Ahead of a UK tour and the release of his seventh LP, Quays News reporter Emily Ingram interviews musician and collaborative legend Barry Adamson…
From an ex-council block looming over the concrete spires of Salford shopping city, it’s not difficult to imagine how Greater Manchester has managed to inspire generations of poetically sombre artists. I was lucky enough to quiz one-such native this week: legendary collaborator and soundscape mastermind Barry Adamson.
Being of a bleak yet uniquely fruitful Moss Side background, self-taught musician Adamson has more than played his part in the formation of the infamous Mancunian music scene. Released in 1989, his faux film soundtrack debut ‘Moss Side Story’ shows a gritty hint of northern flair which remains to this day.
“I’m influenced by surroundings, but I’m also influenced by what the years have given me,” he admitted.
“Being a kid in Manchester, (there was) that thing, ‘everybody’s a bloody comedian’. That wealth of upbringing, whether it be the angle of things, the humour of things, how people get through life – that will always be with me.”
Yet, Adamson’s work stems far beyond his one-man back catalogue: a brief Buzzcocks stint coincided with his long-term participation as the bassist of their darkly brooding sister band, Magazine, pioneers in the post punk movement. In the years that followed, he worked alongside Nick Cave & the Bad Seeds and the king of surrealist cinema David Lynch in ventures that demonstrate his multifaceted nature.

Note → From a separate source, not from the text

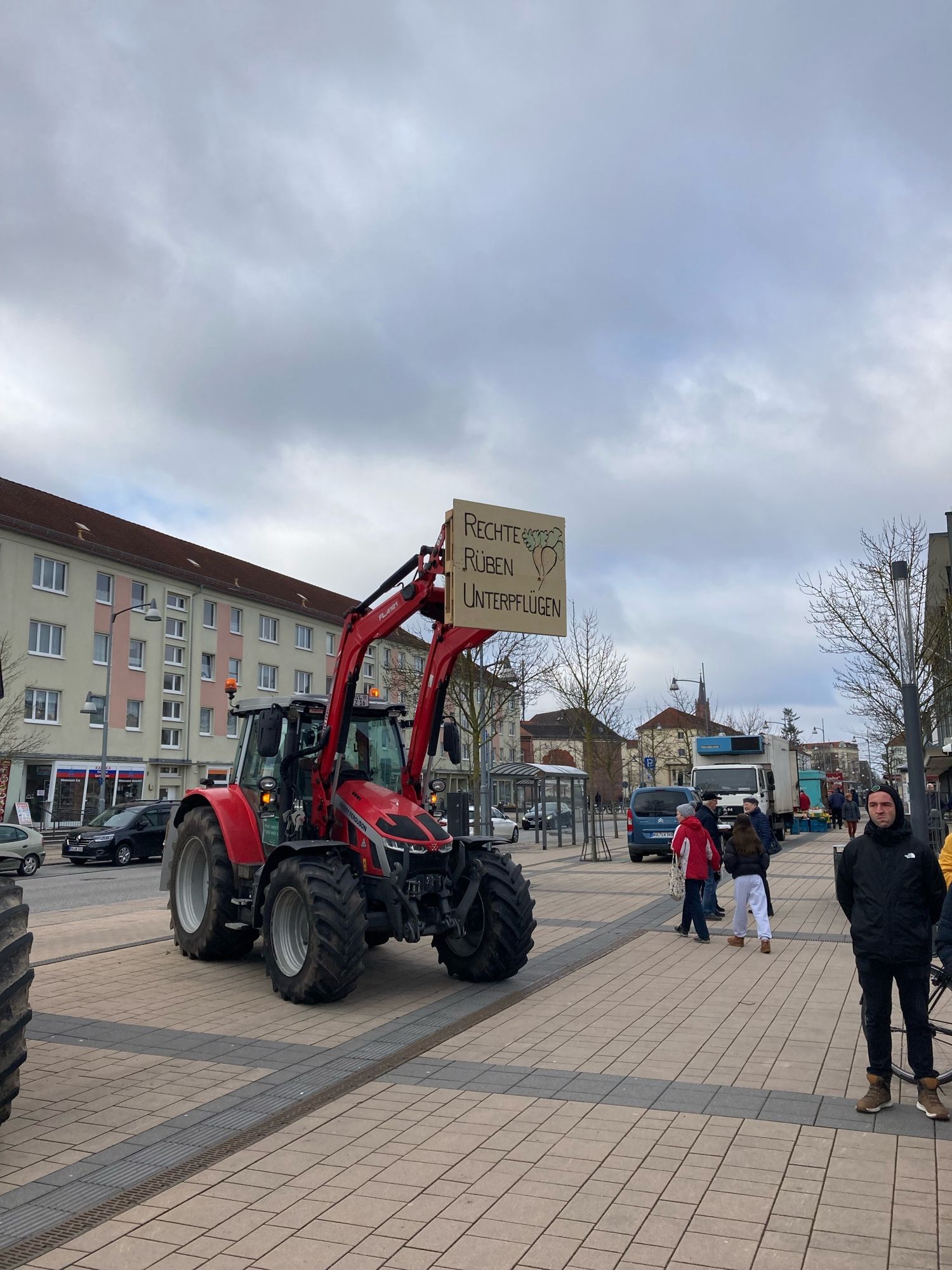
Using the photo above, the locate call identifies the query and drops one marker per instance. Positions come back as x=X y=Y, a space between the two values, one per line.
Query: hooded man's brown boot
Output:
x=878 y=1097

Speaking warmly of his varying collaborators, he explained how they have propelled his solo career to new heights: “You learn from everybody, you pick things up.
“It’s like, for example, Nick (Cave) asked me on the last tour if I’d play a bit of keyboard – I’m not really a keyboard player per se. Now on my own stuff I’m playing it a little more. If he hadn’t said that, I wouldn’t go near it.”

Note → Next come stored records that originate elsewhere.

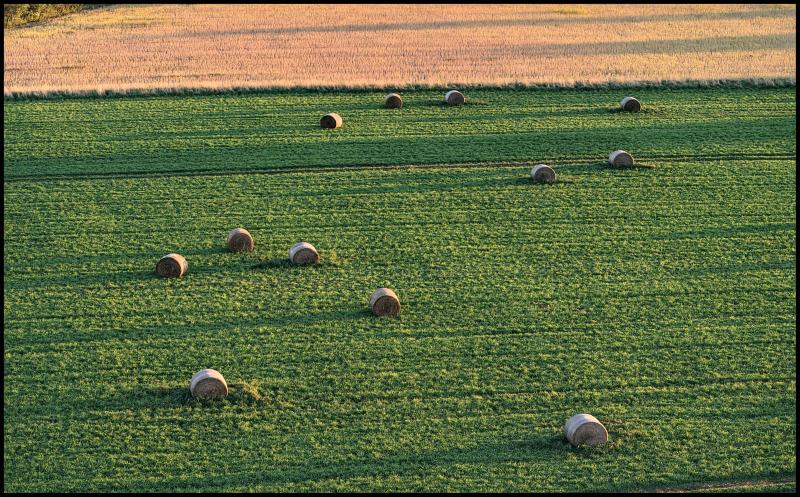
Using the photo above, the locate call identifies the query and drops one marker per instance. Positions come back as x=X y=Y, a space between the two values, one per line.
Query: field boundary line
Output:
x=698 y=487
x=201 y=90
x=559 y=163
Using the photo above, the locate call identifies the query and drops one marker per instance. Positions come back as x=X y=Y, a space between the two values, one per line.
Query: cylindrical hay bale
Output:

His latest album, ‘Know Where to Run’ bears the fruit of this experimentation: it’s already been described by one critic as “free from musical restrictions and limitations”. Such a summary neatly applies to the unique cacophony of ‘Texas Crash’, an anecdotal track derived from Adamson’s recent experiences on the road.

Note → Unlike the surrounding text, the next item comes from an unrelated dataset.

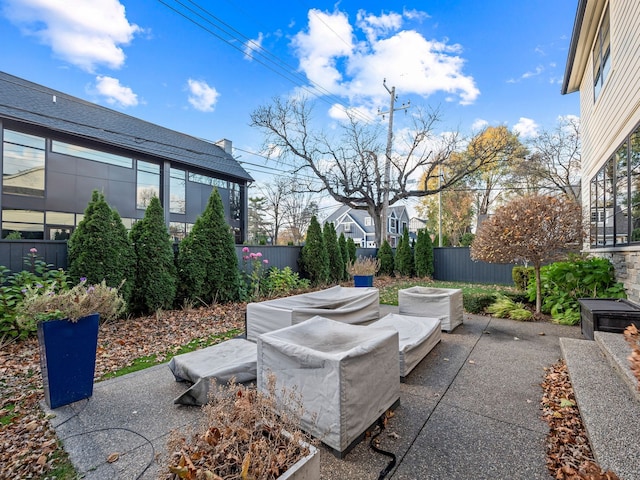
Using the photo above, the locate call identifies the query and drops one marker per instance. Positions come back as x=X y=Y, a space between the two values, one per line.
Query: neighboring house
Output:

“There actually was a crash on the highway in front of us,” he explained. “There were police everywhere.
“I had this sort of European synth – what do you call it – a sequence synth, with all these notes going along. Then I thought about what happened in Texas, I thought, ‘how could I bring these two together?’” Humming the tune in illustration, he dismantled the song with dramatic ease to show how his influences affected the process.
“I played on 50s rockabilly music a little bit towards the end, where a ghost on the highway comes back and says the words ‘texas crash’”.
With simplistically eerie compositions like ‘Texas Crash’, it’s clear that Adamson is an artist who often transcends the realms of music and cinema, combining the two to create a visceral experience. In many cases, his work can be viewed as just that – an experience – rather than simply another film or album.
Of course, he plans to take his latest efforts onto the road with him next month, paying a visit to Manchester’s Deaf Institute for an essential homecoming gig. Hinting towards future enterprises, our conversation closes on the theme of musical independence.
“After this tour, I’m off to America and do a few things. Then I want come back and play without my band, just me – sort of Jack Garratt style – going around record stores.”